Cary’s Epic Games to lay off 1,000, as NC game developer cites Fortnite fall
AI-generated summary reviewed by our newsroom.
- Epic Games to cut 1,000 jobs citing Fortnite engagement decline since 2025.
- Company notified staff March 24; second major layoff after 2023 reductions.
- CEO Tim Sweeney says cuts aimed at funding operations; AI not a factor.
Cary video game developer Epic Games announced Tuesday it will lay off 1,000 workers, including more than 200 in the Triangle, as the company cited falling player interest in its hit Fortnite franchise.
This is Epic’s second mass jobs cut in the past three years. In September 2023, the company laid off 830 employees companywide, with 170 in the Triangle. Its latest staff reduction will eliminate 211 positions at its North Carolina headquarters, Epic notified state commerce officials in a WARN letter Tuesday. Businesses must file WARN notices to North Carolina officials at least 60 days before conducting certain mass layoffs.
Epic Games informed workers of the job cuts in a March 24 letter from CEO Tim Sweeney. By Tuesday afternoon, multiple Triangle-based Epic employees had posted on LinkedIn that they had lost their jobs. Impacted roles included artists, engineers, managers, analysts and designers. At 37 layoffs, the most affected position in Cary by far was “senior tester.”

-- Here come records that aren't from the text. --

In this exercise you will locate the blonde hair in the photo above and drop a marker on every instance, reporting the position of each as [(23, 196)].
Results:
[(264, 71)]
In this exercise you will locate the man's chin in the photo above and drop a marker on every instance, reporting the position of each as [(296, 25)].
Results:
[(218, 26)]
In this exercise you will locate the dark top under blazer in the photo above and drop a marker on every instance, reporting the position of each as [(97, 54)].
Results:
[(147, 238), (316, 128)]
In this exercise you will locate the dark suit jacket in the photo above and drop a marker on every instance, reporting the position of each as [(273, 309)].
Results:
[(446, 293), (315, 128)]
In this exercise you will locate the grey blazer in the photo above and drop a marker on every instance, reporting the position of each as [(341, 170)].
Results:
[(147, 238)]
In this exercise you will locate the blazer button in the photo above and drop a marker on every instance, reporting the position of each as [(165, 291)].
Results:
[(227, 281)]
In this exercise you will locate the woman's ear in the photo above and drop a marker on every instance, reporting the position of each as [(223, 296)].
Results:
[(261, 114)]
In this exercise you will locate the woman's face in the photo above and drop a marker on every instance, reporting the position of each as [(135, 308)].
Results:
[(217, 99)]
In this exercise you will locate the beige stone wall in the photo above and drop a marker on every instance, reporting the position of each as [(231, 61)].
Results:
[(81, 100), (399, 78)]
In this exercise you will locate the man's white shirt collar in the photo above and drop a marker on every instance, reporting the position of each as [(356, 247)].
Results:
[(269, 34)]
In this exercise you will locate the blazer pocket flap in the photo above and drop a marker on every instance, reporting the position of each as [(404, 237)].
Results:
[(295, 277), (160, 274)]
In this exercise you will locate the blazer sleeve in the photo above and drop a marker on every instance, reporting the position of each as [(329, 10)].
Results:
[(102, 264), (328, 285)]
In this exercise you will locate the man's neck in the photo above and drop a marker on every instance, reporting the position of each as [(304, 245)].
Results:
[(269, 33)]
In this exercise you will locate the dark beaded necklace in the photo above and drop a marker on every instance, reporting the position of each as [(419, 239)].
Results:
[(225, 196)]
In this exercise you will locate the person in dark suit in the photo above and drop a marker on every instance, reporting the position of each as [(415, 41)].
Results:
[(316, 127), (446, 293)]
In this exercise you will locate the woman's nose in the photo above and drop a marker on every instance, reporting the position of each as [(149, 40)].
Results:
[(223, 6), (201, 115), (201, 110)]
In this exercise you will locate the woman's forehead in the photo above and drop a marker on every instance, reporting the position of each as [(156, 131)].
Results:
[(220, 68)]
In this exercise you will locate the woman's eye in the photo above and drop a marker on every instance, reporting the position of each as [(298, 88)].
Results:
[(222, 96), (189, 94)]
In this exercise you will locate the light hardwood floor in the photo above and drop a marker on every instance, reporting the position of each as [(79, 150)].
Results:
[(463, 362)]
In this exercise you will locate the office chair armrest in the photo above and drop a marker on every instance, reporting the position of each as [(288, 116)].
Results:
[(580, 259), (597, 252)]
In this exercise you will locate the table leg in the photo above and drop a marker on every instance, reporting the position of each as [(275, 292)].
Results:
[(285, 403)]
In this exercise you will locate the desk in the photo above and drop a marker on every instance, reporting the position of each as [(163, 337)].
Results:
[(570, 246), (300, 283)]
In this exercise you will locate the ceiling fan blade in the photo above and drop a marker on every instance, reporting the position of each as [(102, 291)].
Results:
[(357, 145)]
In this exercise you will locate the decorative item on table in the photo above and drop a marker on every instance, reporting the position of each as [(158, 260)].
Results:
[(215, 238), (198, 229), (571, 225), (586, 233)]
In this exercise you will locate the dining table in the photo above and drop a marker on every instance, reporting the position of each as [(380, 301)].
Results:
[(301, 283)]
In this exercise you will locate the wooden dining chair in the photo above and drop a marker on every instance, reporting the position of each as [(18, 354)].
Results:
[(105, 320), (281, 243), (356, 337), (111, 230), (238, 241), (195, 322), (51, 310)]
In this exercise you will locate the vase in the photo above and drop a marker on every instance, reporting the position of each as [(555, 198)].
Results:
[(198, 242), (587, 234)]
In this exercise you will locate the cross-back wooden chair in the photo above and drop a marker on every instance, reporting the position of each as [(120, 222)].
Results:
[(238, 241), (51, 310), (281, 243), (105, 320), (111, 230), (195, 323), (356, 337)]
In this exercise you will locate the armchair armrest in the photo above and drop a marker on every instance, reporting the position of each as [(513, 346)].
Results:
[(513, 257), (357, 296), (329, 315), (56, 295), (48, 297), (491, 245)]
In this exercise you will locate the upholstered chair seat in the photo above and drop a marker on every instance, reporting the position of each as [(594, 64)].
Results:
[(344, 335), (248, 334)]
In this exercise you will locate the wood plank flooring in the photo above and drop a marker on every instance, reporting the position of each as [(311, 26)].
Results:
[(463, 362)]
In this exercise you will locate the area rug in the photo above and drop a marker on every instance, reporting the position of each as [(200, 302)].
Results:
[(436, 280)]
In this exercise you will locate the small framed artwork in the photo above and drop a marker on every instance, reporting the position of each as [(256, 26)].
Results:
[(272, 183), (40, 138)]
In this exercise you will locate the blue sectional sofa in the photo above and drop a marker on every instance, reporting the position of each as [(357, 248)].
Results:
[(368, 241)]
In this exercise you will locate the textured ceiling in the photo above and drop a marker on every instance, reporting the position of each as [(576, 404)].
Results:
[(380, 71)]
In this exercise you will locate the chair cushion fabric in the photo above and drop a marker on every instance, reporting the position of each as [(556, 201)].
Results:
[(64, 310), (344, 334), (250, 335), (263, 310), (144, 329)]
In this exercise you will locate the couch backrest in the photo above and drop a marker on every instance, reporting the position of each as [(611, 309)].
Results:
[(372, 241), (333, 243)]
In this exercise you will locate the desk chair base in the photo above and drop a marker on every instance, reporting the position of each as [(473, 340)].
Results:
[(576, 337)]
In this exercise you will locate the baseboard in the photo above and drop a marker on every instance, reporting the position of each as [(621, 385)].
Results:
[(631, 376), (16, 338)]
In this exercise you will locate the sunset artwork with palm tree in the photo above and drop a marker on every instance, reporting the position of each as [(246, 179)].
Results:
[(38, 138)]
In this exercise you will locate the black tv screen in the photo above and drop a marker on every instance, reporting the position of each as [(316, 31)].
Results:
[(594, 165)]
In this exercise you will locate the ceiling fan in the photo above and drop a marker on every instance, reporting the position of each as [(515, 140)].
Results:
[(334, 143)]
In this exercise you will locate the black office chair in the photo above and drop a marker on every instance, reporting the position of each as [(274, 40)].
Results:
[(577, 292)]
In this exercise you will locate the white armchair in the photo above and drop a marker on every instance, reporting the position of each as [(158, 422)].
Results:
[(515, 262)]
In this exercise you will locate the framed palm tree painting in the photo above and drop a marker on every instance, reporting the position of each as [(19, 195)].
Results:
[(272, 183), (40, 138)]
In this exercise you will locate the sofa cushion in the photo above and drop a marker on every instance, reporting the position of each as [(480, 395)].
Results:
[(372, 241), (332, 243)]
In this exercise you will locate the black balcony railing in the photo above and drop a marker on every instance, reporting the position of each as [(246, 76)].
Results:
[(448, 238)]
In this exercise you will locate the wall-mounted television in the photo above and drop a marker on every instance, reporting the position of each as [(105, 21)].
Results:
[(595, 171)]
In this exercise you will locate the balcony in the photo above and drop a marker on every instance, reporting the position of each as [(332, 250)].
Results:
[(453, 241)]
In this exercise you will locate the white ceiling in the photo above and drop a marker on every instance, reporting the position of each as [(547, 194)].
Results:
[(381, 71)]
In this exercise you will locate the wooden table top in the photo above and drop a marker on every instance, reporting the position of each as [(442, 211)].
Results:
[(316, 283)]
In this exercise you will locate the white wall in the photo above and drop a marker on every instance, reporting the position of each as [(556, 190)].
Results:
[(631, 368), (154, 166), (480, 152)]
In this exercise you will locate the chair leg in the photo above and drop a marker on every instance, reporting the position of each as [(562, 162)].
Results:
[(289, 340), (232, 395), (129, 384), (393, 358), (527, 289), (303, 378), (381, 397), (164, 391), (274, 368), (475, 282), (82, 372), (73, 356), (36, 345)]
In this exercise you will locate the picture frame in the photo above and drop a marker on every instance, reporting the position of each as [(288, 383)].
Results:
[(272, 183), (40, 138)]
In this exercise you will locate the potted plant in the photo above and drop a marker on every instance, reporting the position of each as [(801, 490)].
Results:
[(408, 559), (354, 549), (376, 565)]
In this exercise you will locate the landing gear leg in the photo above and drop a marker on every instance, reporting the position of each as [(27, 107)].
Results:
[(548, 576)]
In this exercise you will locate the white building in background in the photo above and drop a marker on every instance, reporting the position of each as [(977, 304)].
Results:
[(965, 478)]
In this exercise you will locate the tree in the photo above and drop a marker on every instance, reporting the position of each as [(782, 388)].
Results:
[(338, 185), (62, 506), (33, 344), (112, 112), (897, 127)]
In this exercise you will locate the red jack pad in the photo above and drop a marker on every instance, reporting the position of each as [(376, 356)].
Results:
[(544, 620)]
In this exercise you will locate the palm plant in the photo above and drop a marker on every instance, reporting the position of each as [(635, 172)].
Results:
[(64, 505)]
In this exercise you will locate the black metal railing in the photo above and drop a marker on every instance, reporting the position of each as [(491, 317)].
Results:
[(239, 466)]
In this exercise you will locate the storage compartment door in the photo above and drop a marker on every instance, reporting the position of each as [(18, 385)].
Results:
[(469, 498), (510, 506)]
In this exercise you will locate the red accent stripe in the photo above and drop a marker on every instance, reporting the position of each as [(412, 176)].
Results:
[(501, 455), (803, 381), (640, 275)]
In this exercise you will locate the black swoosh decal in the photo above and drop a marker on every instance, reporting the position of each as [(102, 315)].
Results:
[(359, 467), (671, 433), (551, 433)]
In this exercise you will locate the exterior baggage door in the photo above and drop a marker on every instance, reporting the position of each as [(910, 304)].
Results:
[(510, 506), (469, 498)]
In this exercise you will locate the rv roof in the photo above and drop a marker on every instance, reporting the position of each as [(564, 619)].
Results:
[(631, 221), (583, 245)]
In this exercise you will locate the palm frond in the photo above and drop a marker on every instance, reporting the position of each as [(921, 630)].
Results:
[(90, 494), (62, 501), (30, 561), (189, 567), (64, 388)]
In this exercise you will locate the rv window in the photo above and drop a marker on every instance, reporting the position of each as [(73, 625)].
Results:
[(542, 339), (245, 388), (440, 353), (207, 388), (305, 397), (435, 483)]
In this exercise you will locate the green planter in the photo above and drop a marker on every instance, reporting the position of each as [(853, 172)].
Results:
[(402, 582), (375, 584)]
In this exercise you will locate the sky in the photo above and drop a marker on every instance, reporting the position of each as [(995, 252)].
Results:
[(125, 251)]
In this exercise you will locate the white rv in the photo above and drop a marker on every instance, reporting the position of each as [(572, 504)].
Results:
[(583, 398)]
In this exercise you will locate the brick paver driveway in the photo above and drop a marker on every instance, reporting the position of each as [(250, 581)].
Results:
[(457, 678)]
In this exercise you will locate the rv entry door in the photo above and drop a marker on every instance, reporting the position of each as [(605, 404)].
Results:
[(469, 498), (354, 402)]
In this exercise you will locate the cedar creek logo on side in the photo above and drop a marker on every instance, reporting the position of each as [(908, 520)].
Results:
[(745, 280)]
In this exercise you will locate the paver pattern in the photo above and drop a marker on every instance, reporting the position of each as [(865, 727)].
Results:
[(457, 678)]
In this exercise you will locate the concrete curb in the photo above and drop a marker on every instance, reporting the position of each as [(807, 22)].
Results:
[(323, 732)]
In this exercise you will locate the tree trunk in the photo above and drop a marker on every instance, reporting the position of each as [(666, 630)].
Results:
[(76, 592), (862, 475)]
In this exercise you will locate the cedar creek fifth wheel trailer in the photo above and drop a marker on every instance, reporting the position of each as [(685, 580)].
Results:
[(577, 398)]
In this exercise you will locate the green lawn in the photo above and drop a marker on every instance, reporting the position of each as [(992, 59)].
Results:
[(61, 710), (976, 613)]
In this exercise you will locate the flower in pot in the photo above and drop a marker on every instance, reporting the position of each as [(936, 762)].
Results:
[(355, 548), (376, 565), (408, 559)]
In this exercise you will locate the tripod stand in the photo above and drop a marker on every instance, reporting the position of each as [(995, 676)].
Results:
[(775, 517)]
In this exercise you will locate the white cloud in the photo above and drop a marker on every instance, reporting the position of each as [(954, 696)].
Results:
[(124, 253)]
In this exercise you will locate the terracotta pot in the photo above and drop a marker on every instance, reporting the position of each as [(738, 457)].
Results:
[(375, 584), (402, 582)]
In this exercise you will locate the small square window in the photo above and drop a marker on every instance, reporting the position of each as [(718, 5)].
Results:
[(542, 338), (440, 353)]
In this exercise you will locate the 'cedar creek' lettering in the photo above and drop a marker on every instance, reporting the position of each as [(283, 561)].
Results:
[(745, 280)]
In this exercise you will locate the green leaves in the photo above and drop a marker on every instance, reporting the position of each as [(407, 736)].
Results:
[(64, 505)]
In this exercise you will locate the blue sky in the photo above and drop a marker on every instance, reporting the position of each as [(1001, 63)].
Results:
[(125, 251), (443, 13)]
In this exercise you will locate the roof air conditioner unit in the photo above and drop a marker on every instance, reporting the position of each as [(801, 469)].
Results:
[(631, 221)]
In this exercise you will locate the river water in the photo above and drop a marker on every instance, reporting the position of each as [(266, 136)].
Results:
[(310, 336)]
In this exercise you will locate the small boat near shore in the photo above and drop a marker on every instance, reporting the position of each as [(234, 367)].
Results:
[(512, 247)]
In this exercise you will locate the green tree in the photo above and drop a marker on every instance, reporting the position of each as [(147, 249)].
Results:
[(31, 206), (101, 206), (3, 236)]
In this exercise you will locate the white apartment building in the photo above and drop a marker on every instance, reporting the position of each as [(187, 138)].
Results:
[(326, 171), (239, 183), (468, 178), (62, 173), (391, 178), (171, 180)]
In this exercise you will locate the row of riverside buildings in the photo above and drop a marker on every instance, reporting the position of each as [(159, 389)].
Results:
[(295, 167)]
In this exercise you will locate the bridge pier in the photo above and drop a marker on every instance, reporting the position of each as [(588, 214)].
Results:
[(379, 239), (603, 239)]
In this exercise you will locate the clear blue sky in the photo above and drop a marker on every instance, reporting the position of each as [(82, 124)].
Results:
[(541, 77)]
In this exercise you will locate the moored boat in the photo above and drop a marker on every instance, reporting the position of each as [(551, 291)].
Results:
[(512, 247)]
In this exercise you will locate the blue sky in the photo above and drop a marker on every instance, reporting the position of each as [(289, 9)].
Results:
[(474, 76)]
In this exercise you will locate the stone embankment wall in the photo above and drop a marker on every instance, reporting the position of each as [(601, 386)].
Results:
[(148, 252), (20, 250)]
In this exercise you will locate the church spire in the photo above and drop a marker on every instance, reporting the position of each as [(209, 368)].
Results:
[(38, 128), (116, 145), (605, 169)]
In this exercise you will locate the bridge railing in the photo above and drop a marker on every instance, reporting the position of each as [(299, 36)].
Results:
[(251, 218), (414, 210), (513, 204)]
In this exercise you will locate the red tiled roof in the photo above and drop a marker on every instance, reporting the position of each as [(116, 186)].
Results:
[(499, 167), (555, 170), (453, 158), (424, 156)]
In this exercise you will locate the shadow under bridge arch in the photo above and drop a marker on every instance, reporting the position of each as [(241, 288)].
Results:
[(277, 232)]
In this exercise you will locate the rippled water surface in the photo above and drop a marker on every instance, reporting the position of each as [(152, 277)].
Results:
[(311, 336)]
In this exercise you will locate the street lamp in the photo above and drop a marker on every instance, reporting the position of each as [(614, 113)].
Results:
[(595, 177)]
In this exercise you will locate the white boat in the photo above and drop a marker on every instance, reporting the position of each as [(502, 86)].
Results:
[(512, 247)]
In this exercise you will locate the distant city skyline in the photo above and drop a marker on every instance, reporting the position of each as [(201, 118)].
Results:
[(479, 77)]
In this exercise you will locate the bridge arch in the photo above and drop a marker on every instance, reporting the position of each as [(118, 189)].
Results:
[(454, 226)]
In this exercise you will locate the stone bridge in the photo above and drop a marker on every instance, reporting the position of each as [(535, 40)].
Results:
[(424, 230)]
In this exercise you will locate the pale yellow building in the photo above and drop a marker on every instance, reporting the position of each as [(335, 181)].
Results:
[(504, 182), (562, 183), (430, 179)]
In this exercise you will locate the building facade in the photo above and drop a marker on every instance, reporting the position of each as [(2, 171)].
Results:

“I’m sorry we’re here again,” Sweeney wrote. “The downturn in Fortnite engagement that started in 2025 means we’re spending significantly more than we’re making, and we have to make major cuts to keep the company funded.”
Fortnite is a vibrantly colored shooter game that took the global gaming industry by storm after Epic released its “battle royale” version in 2017. It has been considered among the industry’s “forever games” for its sustained popularity, but this week’s layoffs suggest the concept may be outdated, says Joost van Dreunen, a professor at New York University and author of the 2020 book “One Up: Creativity, Competition, and the Global Business of Video Games.”
“Perhaps it’s time to admit that the notion of forever games provides a false sense of security, because they clearly do have a life cycle,” he said. “They clearly do have a moment where they start to decline.”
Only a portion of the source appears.